Baltimore County State’s Attorney Scott Shellenberger, who also sat on the 2014 commission, supports using cash bail in some cases because he believes it’s better than other conditions of release for making sure defendants have “skin in the game.”

But Shellenberger also supports changes such as a statewide risk-assessment tool, and said it “would be better to have the tools in place before we change how we do things” straight from the bench.

Nicholas Wachinski is CEO of Lexington National, an insurance company that underwrites bonds in criminal cases.

He said he believes judges are “doing their best” and “want to do the right thing,” but the court system was not prepared for Frosh’s opinion.

“There’s a lack of logistical resources; there’s a lack of available personnel,” he said.

He said the increased use of unsecured bonds is worrisome.

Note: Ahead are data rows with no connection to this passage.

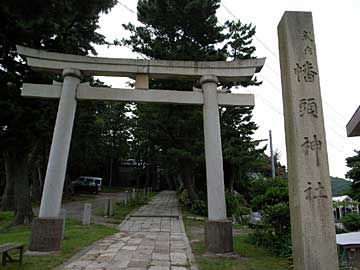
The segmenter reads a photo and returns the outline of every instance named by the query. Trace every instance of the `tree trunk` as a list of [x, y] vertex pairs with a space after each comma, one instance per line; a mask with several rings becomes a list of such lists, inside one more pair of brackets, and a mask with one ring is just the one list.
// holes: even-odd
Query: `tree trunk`
[[184, 183], [184, 187], [188, 191], [191, 201], [197, 201], [199, 200], [199, 197], [197, 196], [193, 185], [191, 161], [185, 160], [184, 162], [182, 162], [182, 168], [182, 180]]
[[14, 195], [14, 178], [10, 177], [9, 173], [9, 159], [6, 157], [7, 153], [3, 153], [5, 165], [5, 179], [6, 185], [4, 194], [1, 201], [1, 211], [14, 211], [15, 210], [15, 195]]
[[42, 195], [42, 179], [41, 179], [41, 169], [40, 168], [32, 168], [31, 169], [31, 195], [32, 198], [37, 202], [40, 202]]
[[[229, 166], [230, 167], [230, 166]], [[229, 190], [234, 191], [234, 183], [235, 183], [235, 172], [233, 168], [229, 168]]]
[[7, 152], [5, 159], [8, 163], [9, 178], [14, 181], [15, 224], [30, 224], [34, 214], [30, 200], [28, 156]]

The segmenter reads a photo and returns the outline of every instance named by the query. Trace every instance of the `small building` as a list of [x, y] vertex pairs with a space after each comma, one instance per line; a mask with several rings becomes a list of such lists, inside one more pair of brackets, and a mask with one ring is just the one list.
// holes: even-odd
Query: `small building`
[[354, 201], [348, 195], [337, 196], [332, 198], [334, 205], [335, 220], [340, 220], [348, 213], [359, 213], [359, 203]]

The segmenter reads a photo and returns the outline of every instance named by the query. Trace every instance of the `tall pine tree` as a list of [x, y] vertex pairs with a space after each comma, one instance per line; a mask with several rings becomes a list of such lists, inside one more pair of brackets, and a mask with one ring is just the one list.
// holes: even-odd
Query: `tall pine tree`
[[[223, 61], [253, 58], [255, 48], [251, 46], [251, 41], [255, 28], [239, 21], [220, 25], [216, 17], [219, 5], [219, 0], [139, 0], [138, 20], [143, 25], [124, 25], [130, 32], [130, 38], [123, 42], [132, 47], [133, 51], [151, 59]], [[250, 84], [257, 82], [254, 80]], [[150, 85], [155, 89], [187, 91], [198, 86], [194, 81], [177, 80], [152, 80]], [[223, 85], [232, 86], [234, 85]], [[221, 108], [220, 112], [226, 123], [222, 130], [225, 161], [228, 159], [231, 166], [239, 168], [242, 156], [236, 155], [240, 160], [234, 160], [234, 151], [254, 156], [258, 154], [255, 150], [257, 144], [250, 137], [256, 129], [256, 125], [250, 120], [251, 108]], [[149, 163], [152, 157], [160, 156], [157, 159], [162, 160], [161, 167], [168, 172], [167, 175], [171, 173], [180, 176], [191, 199], [197, 200], [197, 191], [204, 191], [205, 187], [201, 108], [186, 105], [139, 105], [135, 114], [136, 128], [150, 130], [149, 133], [137, 133], [144, 136], [137, 138], [137, 142], [143, 142], [142, 147], [152, 149], [143, 159]], [[228, 139], [233, 144], [246, 145], [247, 150], [235, 145], [231, 147]], [[228, 150], [230, 148], [231, 151]], [[249, 164], [250, 162], [246, 163]], [[249, 167], [251, 166], [242, 173], [246, 174], [251, 170]]]
[[[53, 128], [53, 102], [23, 99], [24, 80], [51, 83], [50, 76], [30, 72], [16, 54], [16, 44], [86, 55], [104, 44], [96, 32], [101, 12], [116, 0], [4, 0], [0, 9], [0, 150], [6, 171], [2, 209], [14, 209], [16, 223], [33, 217], [28, 165]], [[51, 121], [52, 120], [52, 121]], [[51, 135], [51, 134], [50, 134]]]

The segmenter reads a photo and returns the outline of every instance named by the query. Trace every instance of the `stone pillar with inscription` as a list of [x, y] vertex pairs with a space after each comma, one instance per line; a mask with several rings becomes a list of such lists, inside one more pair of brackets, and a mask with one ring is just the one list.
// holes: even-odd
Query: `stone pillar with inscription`
[[293, 259], [296, 270], [337, 270], [338, 255], [310, 12], [285, 12], [279, 25]]

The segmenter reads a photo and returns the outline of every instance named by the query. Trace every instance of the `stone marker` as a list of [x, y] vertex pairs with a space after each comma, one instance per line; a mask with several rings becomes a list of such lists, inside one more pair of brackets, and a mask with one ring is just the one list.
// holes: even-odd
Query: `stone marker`
[[129, 196], [129, 193], [128, 193], [128, 191], [126, 190], [126, 191], [125, 191], [125, 199], [124, 199], [124, 204], [125, 204], [125, 205], [128, 204], [128, 199], [129, 199], [128, 196]]
[[285, 12], [278, 35], [294, 266], [338, 270], [311, 13]]
[[63, 228], [62, 228], [62, 233], [61, 233], [61, 240], [64, 240], [64, 237], [65, 237], [65, 221], [66, 221], [66, 209], [65, 208], [60, 209], [59, 217], [62, 218], [62, 220], [63, 220]]
[[105, 202], [105, 217], [111, 217], [113, 215], [112, 199], [107, 198]]
[[91, 223], [91, 203], [84, 204], [83, 225], [90, 225]]

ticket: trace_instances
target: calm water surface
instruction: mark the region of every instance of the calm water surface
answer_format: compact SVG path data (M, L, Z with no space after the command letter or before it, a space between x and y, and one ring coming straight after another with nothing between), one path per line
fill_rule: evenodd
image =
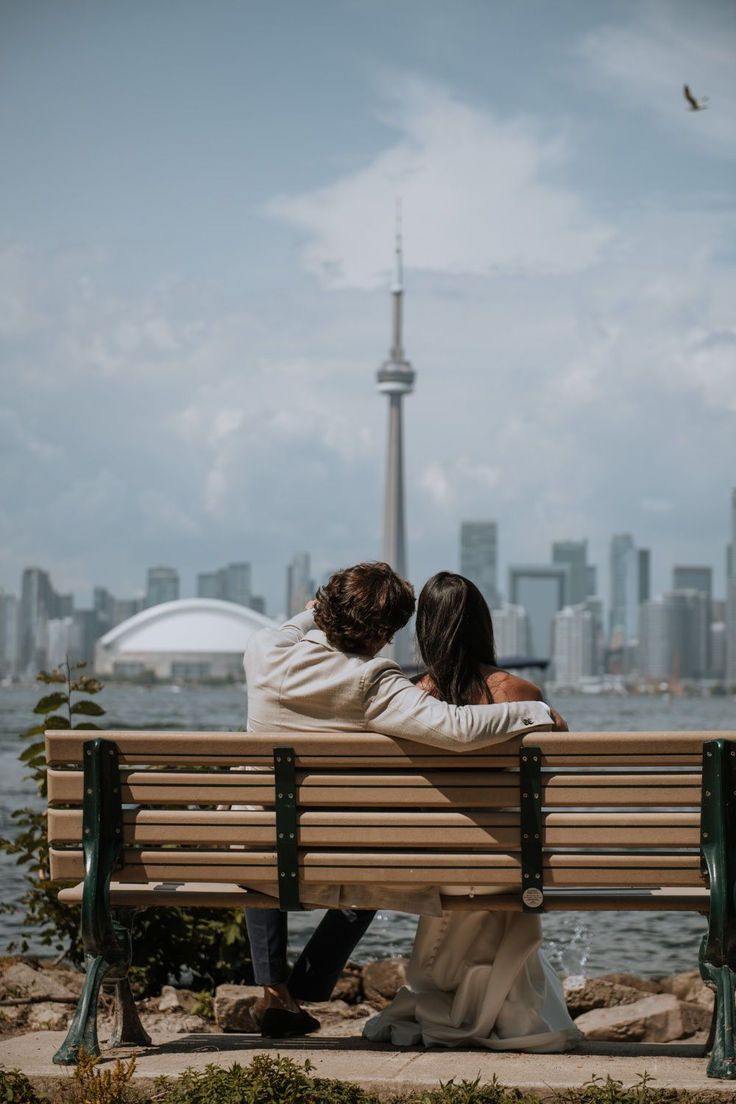
M33 723L35 688L0 688L0 834L11 835L11 811L35 800L18 762L18 733ZM107 687L98 701L110 729L237 730L245 723L242 688ZM733 698L619 698L570 694L554 704L578 731L653 732L736 730ZM13 861L0 856L2 900L21 888ZM291 943L298 947L319 914L292 914ZM363 937L355 959L407 954L416 919L381 913ZM705 921L685 913L557 913L544 917L546 946L563 974L627 970L643 976L693 969ZM20 931L17 919L0 916L0 953ZM39 948L42 949L42 948Z

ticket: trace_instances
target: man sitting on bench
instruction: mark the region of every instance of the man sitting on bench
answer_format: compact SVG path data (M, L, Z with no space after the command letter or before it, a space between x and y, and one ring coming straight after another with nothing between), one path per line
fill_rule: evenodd
M566 730L538 701L449 705L415 687L378 655L414 613L414 588L388 564L361 563L332 575L305 613L263 629L244 656L249 732L380 732L456 750L484 747L535 730ZM328 907L289 974L287 914L246 910L254 975L264 987L255 1009L267 1038L309 1034L319 1021L300 1000L328 1000L380 904L437 914L439 891L317 887L309 904Z

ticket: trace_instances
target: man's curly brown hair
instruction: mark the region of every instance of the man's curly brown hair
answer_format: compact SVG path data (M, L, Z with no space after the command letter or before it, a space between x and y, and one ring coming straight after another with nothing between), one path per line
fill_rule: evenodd
M317 592L314 624L333 648L374 656L414 613L414 587L387 563L356 563Z

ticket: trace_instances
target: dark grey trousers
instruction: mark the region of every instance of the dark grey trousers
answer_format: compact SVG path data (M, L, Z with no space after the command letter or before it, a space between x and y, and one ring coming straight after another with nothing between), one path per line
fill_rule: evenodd
M287 983L297 1000L329 1000L343 966L374 916L374 911L365 909L330 909L289 973L288 913L280 909L246 909L256 985Z

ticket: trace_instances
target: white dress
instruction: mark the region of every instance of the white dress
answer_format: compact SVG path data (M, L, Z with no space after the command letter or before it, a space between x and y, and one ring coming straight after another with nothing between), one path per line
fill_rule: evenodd
M407 988L363 1028L397 1047L484 1047L559 1053L582 1038L540 951L535 913L422 916Z

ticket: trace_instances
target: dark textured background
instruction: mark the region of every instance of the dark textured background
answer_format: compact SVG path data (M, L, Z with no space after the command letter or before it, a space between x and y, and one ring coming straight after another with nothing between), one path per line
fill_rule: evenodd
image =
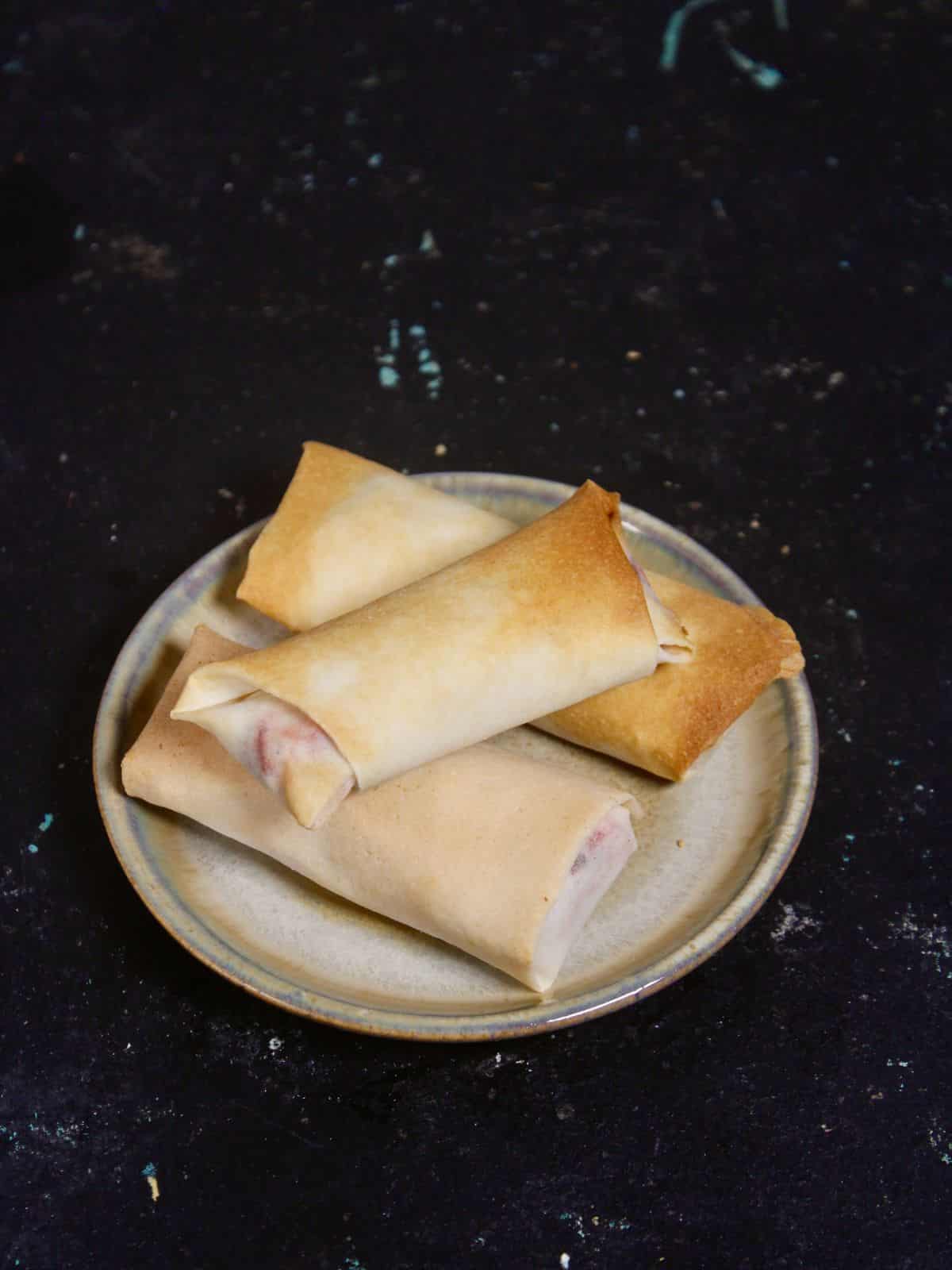
M665 77L671 8L4 5L3 1270L952 1265L952 20L726 3ZM438 400L406 343L380 386L391 319ZM147 914L99 693L306 437L595 475L795 624L816 806L713 960L418 1046L282 1015Z

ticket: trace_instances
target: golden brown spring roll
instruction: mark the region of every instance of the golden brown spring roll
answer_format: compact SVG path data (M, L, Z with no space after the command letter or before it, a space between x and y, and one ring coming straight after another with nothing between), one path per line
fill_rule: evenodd
M270 648L190 676L173 710L212 732L306 827L349 789L687 658L659 641L621 542L618 495L592 481L473 555Z
M192 671L244 652L195 630L122 762L126 792L545 992L636 846L635 800L482 744L354 794L303 829L213 737L170 718Z
M239 597L308 630L514 526L358 455L306 442L278 511L251 549ZM536 720L576 744L680 780L774 679L803 669L796 635L765 608L649 572L694 645L691 662Z

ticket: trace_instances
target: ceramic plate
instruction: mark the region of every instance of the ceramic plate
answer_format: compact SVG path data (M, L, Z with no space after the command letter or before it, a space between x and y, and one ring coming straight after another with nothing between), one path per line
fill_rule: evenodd
M526 522L571 489L523 476L420 476ZM638 560L727 599L757 597L669 525L623 507ZM529 728L506 744L631 789L646 809L640 850L595 909L551 997L539 1001L463 952L357 908L281 865L171 813L126 798L119 761L201 621L245 644L282 627L235 599L261 525L187 570L129 635L103 693L96 794L116 853L147 907L234 983L297 1013L426 1040L500 1039L594 1019L658 992L750 921L783 875L810 813L816 728L806 679L772 685L670 785ZM796 613L787 615L796 618Z

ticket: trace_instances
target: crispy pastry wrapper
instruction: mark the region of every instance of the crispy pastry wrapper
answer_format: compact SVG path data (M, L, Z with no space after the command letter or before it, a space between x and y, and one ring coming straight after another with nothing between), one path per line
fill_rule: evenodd
M487 743L353 794L321 828L303 829L212 735L170 716L194 669L245 652L195 629L123 758L126 792L545 993L636 846L637 803Z
M652 599L658 608L658 601ZM621 542L618 495L586 481L561 507L456 564L333 622L195 671L173 715L212 730L263 771L302 824L335 805L306 743L282 766L228 739L251 693L311 720L359 789L688 658L677 620L659 644L640 572ZM231 711L231 714L228 714ZM267 748L267 747L265 747ZM317 792L311 796L312 787Z
M284 625L307 630L513 528L503 517L380 464L306 442L277 513L251 549L239 596ZM769 683L798 674L803 658L790 625L765 608L734 605L651 572L647 579L649 603L654 592L677 613L693 643L693 659L659 665L649 678L536 724L680 780ZM652 608L661 643L670 638L664 613Z

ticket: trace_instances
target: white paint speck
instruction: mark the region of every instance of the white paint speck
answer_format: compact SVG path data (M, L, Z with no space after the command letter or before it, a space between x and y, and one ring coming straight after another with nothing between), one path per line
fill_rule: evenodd
M783 944L788 935L800 935L802 931L820 928L820 923L815 917L798 913L792 904L781 904L781 908L783 909L783 916L770 931L770 939L774 944Z

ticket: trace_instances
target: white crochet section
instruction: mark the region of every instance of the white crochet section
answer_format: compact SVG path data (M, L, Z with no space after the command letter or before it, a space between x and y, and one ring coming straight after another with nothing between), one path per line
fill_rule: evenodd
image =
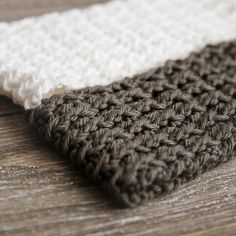
M0 23L0 93L26 109L236 38L236 0L115 0Z

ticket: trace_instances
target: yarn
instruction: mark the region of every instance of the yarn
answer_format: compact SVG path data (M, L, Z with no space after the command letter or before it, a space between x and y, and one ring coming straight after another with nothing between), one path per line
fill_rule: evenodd
M232 40L235 22L235 0L117 0L0 23L0 94L33 108Z
M118 203L135 207L232 158L235 112L231 41L108 86L53 95L26 120Z

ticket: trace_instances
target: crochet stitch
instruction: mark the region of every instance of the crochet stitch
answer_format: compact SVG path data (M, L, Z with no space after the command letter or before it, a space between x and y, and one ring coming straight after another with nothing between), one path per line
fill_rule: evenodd
M26 119L121 205L134 207L232 158L236 41L147 73L44 99Z
M235 0L116 0L0 23L0 94L33 108L232 40L235 22Z

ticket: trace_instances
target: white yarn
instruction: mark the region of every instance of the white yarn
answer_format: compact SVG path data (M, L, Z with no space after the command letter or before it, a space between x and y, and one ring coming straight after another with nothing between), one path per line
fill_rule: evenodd
M0 23L0 93L32 108L233 38L235 0L116 0Z

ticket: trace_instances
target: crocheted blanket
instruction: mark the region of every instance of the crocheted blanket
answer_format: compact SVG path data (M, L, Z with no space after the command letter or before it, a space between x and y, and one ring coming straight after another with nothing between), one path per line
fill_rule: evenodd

He said courts rarely collect on them after defendants violate the terms of their release.

Karceski said unsecured bonds are “like lipstick: It looks good, but it’s really meaningless.”

A court spokesman said the point ofunsecured bonds is “not to collect on the bond but to secure attendance at trial.”

University of Maryland law professor Douglas Colbert, who has argued against cash bail in Annapolis for nearly two decades, said courts don’t collect on cash bail, either, because bondsmen often get forfeitures waived.

Colbert said the rate at which cash bail defendants fail to appear for court is similar to that of defendants with unsecured bonds — which he said makes unsecured bonds, which allow defendants to be released without becoming indebted to bail bondsmen, preferable.

Colbert said the only groups that benefit from cash bail are the insurance companies and bail bondsmen.

Mark Adams, a partner at Broadway Bail Bonds, said society as a whole benefits, because bail bondsmen help the state hold defendants accountable for showing up in court, a role he said the state can’t fill on its own without dumping millions of more dollars a year into pretrial services.

Adams said Frosh and other reform advocates know that and are manufacturing a “crisis” where “the public is very much in jeopardy,” so they can point to the resulting problems as evidence the state needs to create an expensive pretrial agency when it never needed one before.

Lawmakers have introduced several bills in Annapolis to address cash bail. Some would require a statewide risk assessment tool and pretrial services agency.

But the future of the legislation is unclear, as is the appetite of legislators to wade into an arena in which the Court of Appeals has recently ruled.

Frosh said he does support “a more robust pretrial system,” but he’s glad to see judges and commissioners changing their habits before such a system is in place.

“We saw a problem that poor people were being locked up for being poor. That had to be addressed,” he said.

“It’s no secret that I supported legislation that would have created a statewide pretrial system, too.

“I think that’s desirable. But we had to address the constitutional issue.”

Frosh has not taken a position on any of the pending legislation in Annapolis.

“The main thing I would hope for from this legislative session is that they do no harm” by passing legislation that would contradict the new rule from the Court of Appeals, he said.

Cherise Fanno Burdeen, CEO of the advocacy group Pretrial Justice Institute, also served on the 2014 commission. She said the shift by judges is a positive step, but there is more work to be done.

“What Morrissey did and then what the Court of Appeals did was at least assure that what’s being done is constitutional, but that’s not the end of the story,” she said. “It shouldn’t just be constitutional, it should also be evidence-based.”

Burdeen said she wants to see the impact of the shift away from cash bail on jail populations.

Dayvon Love of Leaders of a Beautiful Struggle in Baltimore said his organization will be advocating in Annapolis for wholesale reform of the state’s pretrial system to reduce incarceration rates by enlisting community leaders — social workers, community mediators, mentors — to provide defendants with services they need to succeed outside of jail.

“The idea of cash bail doesn't make sense in a world where there are other ways to make sure people show up to court that are more beneficial to them and more cost-effective for the state and their families,” Love said.